You get the authenticated user via $request->user() - Sanctum handles that automatically.

What I'm Using It For

My Progress app tracks GitHub activity. The MCP server lets Claude:

List my recent activities (PRs, commits, releases)
Create draft articles from activity summaries
Publish articles when they're ready
Link activities to articles
Get suggested activities for a date range

Instead of opening the app, I can just ask Claude "create a draft article about this week's PRs" and it does it.

Why This Matters

This is your Laravel app as a first-class Claude tool.

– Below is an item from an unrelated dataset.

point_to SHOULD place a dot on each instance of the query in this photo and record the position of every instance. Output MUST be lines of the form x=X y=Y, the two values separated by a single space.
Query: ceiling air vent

Not just asking Claude about code - Claude can actually interact with your running application.

Query production data. Trigger jobs. Generate reports. Whatever your app does, Claude can now do it too (with proper auth, obviously).

The official Laravel MCP package makes this surprisingly clean to set up. The main gotcha is the mcp-remote config format - hopefully this saves you the hour I spent debugging token escaping issues.